„Windows 8 verdrängt Android“

17. Juli 2012 von Andreas Schmitz 0

Gotthard Tischner, Vorstand des SAP-Partners und BI-Beratungshauses cundus AG

Herr Tischner, Ihre iPad-App cNews hat auf der Cebit 2012 den zweiten Platz in der SAP-Partner-Appiade gewonnen. Was hat sich seitdem getan?

Neu ist, dass sich jetzt Dokumente und aktuelle Daten selbst aktualisieren. Das besondere: Arbeitet ein Kollege abends an einem Dokument, ist es auch für die anderen sofort auf dem iPad einzusehen. Morgens kommt es einem vor, als hätte einem jemand das Dokument in die Aktentasche gesteckt. Grundsätzlich ist die App dafür da, Informationen für Entscheider so aufzubereiten, dass sie nicht nur auf einen Blick auf dem Schirm sind, sondern auch mit Kommentaren versehen werden können. Pdfs werden zu interaktiven Dokumenten und enthalten Diskussionen zu Sachverhalten. Zudem gibt es eine Push-Funktion: Dokumente sind offlinefähig.
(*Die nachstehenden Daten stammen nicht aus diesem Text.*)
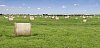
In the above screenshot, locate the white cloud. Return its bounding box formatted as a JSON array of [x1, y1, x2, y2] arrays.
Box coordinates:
[[37, 8, 41, 10], [48, 7, 51, 8], [62, 5, 66, 8], [0, 5, 6, 7], [96, 3, 100, 6], [28, 7, 31, 9], [74, 4, 79, 6], [22, 3, 25, 6], [83, 10, 87, 12], [6, 9, 9, 11]]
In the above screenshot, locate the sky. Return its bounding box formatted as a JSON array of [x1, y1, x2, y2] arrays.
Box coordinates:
[[0, 0, 100, 14]]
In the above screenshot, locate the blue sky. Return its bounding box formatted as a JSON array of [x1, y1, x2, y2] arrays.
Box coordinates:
[[0, 0, 100, 14]]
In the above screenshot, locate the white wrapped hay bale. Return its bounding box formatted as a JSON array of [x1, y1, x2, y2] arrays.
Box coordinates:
[[75, 17, 78, 20], [51, 16, 55, 19], [45, 16, 48, 18], [30, 16, 34, 20], [65, 16, 69, 18], [55, 17, 59, 20], [83, 19, 87, 23], [8, 16, 14, 21], [4, 16, 8, 19], [83, 16, 86, 19], [24, 16, 26, 18], [15, 23, 31, 36]]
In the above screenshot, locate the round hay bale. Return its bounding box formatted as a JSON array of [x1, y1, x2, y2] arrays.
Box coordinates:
[[55, 17, 59, 20], [15, 23, 31, 36], [83, 19, 87, 23], [8, 16, 13, 21], [30, 16, 34, 20]]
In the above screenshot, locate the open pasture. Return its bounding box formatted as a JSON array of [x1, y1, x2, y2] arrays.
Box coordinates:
[[0, 15, 100, 48]]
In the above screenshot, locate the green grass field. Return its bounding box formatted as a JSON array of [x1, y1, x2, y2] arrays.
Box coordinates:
[[0, 16, 100, 48]]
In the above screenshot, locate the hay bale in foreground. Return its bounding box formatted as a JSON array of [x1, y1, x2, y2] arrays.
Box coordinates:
[[15, 23, 31, 36], [8, 16, 14, 21]]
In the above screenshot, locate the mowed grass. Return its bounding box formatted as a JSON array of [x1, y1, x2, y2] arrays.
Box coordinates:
[[0, 16, 100, 48]]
Das Ganze funktioniert, ohne das Reporting neu aufzusetzen…

Genau. Management-, Vertriebsberichte und andere Dokumente liegen heute schon als Power Point, PDFdf oder in Business Objects Crystal Reports vor – monats-, wochen- oder tagesaktuell.
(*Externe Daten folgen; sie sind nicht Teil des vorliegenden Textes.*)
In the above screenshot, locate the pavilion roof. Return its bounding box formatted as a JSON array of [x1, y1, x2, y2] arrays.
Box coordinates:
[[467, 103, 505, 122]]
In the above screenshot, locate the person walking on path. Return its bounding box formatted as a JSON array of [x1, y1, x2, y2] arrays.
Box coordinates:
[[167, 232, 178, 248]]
Wichtig ist, dass die App exakt in die SAP-Welt passt…

Bis Ende 2012 wollen wir die Software durch den SAP Zertifizierungsprozess bringen. Dafür wird die App getestet, in Hinsicht auf die Vollständigkeit der Dokumentation und die technischen Funktionen. Die Zertifizierung ist die Vorraussetzung damit die cundus-App auch in den Appstore der SAP aufgenommen werden kann.
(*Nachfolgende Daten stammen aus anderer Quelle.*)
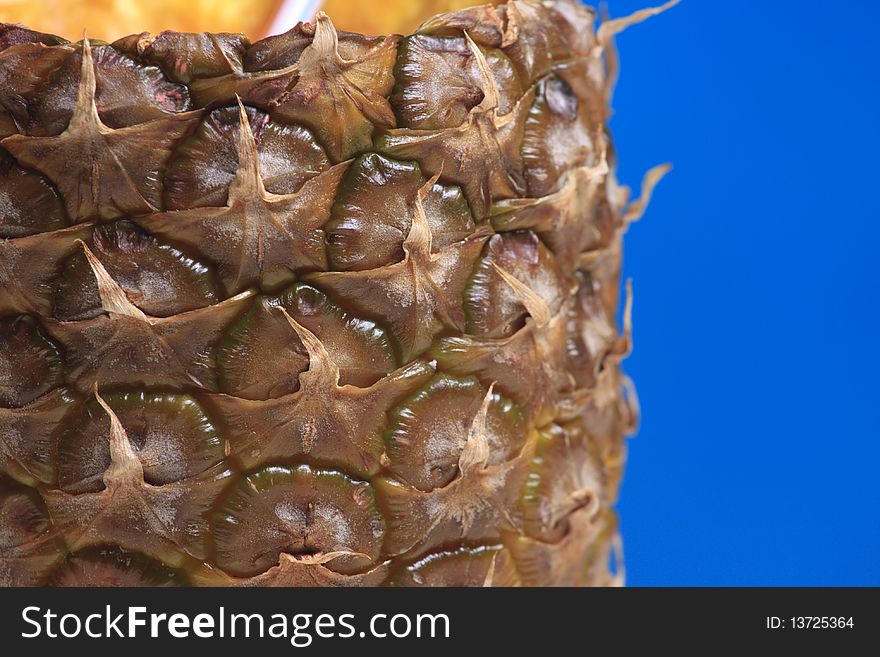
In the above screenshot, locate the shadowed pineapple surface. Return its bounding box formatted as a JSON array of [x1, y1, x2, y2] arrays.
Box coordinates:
[[0, 0, 656, 586]]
Marktforscher von Forrester Research haben nicht nur herausgefunden, dass 85 Prozent der Führungskräfte bis 2012 Apps für Tablets und SmartPhones für Ihre Entscheidungsfindung einsetzen, sondern auch, dass 33 Prozent aller BI-Anfragen mobil gestellt werden. Der Markt der Apps ist vor allem einer für Business Analytics und Business Intelligence. Doch es gibt Hürden…

Ganz klar: Sicherheitsbedenken sind die Bremse, nicht nur bei den Entscheidern, besonders in der IT-Abteilung. Die Benutzergruppen, die iPads nutzen oder mit iPad arbeiten sollen, sind in der IT-Struktur gering vertreten. Die Herausforderung besteht darin, das zu ändern. Dazu bedarf es allerdings eines Umdenkens. T-Systems ist beispielsweise inzwischen so weit, ein Device Management – übrigens auf Grundlage der SAP Software Afaria – per Cloud als einfachen Service anzubieten.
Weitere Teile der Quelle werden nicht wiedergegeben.